In 2007, Epstein cut a deal with federal prosecutors that would shield him and his accomplices from federal prosecution, while Epstein would only plead guilty to state prostitution charges, serving a year in a private wing of a Palm Beach prison with ample time for work release.
Because of its leniency, the deal was deliberately concealed from Epstein's victims. The head prosecutor, who met with Epstein's attorney to secure the deal, would join President Donald Trump's administration a decade later: Labor Secretary Alexander Acosta.
Now, Federal Judge Kenneth A. Marra has determined that Acosta and other prosecutors broke the law by deliberately concealing the agreement from Epstein's 30+ victims. While Judge Marra didn't issue a punishment, he gave the prosecutors 15 days to reach a settlement with Epstein's victims. He did not, however, strike down Epstein's plea deal.

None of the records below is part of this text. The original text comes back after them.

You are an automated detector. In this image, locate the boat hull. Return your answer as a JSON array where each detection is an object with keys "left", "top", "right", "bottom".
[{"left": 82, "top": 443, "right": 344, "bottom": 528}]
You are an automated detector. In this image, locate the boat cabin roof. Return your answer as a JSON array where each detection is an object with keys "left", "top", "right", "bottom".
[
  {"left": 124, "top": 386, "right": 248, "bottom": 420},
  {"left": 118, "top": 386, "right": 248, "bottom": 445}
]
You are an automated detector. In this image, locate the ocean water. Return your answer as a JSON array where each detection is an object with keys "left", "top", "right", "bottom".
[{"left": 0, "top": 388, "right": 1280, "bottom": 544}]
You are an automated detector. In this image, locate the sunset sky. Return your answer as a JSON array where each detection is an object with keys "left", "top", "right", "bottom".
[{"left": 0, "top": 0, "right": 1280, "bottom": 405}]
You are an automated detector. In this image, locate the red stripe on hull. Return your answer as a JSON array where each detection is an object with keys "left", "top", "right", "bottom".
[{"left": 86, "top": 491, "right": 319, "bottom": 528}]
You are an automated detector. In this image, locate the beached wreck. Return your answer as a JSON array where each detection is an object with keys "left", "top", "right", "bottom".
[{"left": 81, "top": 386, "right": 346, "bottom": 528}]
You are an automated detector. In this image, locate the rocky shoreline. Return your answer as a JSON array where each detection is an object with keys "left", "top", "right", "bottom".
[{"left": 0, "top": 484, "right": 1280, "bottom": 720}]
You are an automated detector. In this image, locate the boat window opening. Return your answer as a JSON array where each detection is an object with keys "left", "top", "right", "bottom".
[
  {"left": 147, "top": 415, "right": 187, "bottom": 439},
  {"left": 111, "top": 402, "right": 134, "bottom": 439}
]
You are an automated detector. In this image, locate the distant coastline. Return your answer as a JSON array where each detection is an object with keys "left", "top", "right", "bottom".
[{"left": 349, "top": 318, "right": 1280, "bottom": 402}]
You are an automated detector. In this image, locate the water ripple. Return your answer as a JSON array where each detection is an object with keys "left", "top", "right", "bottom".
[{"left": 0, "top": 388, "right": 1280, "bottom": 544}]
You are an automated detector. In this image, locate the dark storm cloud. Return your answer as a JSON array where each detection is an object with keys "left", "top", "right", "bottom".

Many are disgusted that Acosta—who was instrumental in securing mercy for a sex offender of Epstein's scale—continues to remain serving in the President's cabinet in a position that deals closely with human trafficking and child labor issues.
What's more, Acosta isn't the only official within the Trump administration with ties to Epstein.
President Trump was a longtime friend of Epstein's as well.
Trump said of Epstein in 2002:
"I've known Jeff for fifteen years. Terrific guy. He's a lot of fun to be with. It is even said that he likes beautiful women as much as I do, and many of them are on the younger side."
Trump came up in Epstein's deposition as well.
White House Press Secretary Sarah Huckabee Sanders told reporters that the administration is "looking into" Acosta's involvement, saying it was a "very complicated" case.
It remains to be seen if Epstein will ever face actual justice.